In 1813, he became the proprietor of the Dalnotter Ironworks, which had been used for slitting and rolling iron, and for making implements of husbandry; and after having greatly enlarged the two mills he already owned, he was encouraged by the rapid increase of his business to build upon the site of these ironworks the Milton mill, the foundation of which was laid in 1821, and which was destroyed by fire twenty-five years later. Finally, in 1831 the Hardgate mill was built in the same neighbourhood. All these works, lying near to each other, were exclusively applied to the spinning and weaving of cotton.

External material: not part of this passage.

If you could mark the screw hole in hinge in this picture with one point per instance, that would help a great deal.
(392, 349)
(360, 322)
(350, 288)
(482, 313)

Under Dunn's auspices Duntocher, which had before hardly deserved the name of a village, became a thriving and populous place. Previously to his first purchase in 1808, the hands employed at the works did not exceed a hundred and fifty; at his death their number was about two thousand. Dunn became a large purchaser of land in the neighbourhood of his works, and ultimately his estates extended upwards of two miles along the banks of the Clyde, and about three miles along the banks of the canal. Upon this property, twelve hundred acres of which were farmed by himself, he employed more than two hundred and fifty men. The wages which he annually paid in this parish alone totalled £35,000.

Dunn died at Mountblow, 13 March 1849, leaving property worth £500,000. Most of Dunn's property went to his brother, Alexander Dunn.

He is buried in Glasgow Necropolis with a monument designed by John Thomas Rochead. The substantial monument faces north from the upper section facing the main path.